However, El Dorado County District Attorney Vern Pierson is one of many in law enforcement continuing to speak out against what has become known as the "Sanctuary State Bill."
Pierson told FOX40 he isn't as concerned with protections for immigrants, whose only violation is entering the country illegally, as he his with undocumented immigrants who have committed additional crimes.
"Criminals, legitimate people that every one of us would consider to be a criminal...those people are protected by this bill," Pierson said.
SB 54 would forbid local and state law enforcement from cooperating with immigration authorities.
Supporters say the bill simply ensures no state or local money will go toward doing the federal government's deportation work. Pierson says the way the bill was written is unconstitutional.
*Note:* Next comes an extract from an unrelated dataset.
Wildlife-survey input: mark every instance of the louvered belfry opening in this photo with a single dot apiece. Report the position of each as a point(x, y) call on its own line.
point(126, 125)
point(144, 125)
"States are not free to substitute their judgement for federal law," he said.
Pierson told FOX40 he believes if the bill passes the California legislature it will be struck down in the U.S. Supreme Court, similar to part of Arizona's SB 1070.
However, Pierson suspects SB 54 would not even make it pass Governor Jerry Brown's desk. He points to a similar immigration proposal, Assembly Bill 1081, from the 2011 to 2012 legislative session that Brown declined to sign.
"A very similar bill was vetoed in 2012 by the governor because, much like this one, it doesn't permit communications about persons who have been convicted of child abuse, and a whole host of other crimes people would consider to be very serious", Pierson said.
FOX40 reached out to Governor Brown about where he stands on SB 54. A spokesperson from the governor's office said Brown typically doesn't comment on pending legislation.
According Assembly Speaker Anthony Rendon's office, SB 54 heads to the Assembly's Appropriations Committee in late August. If it passes it could be up for vote in the general assembly by the second week of September.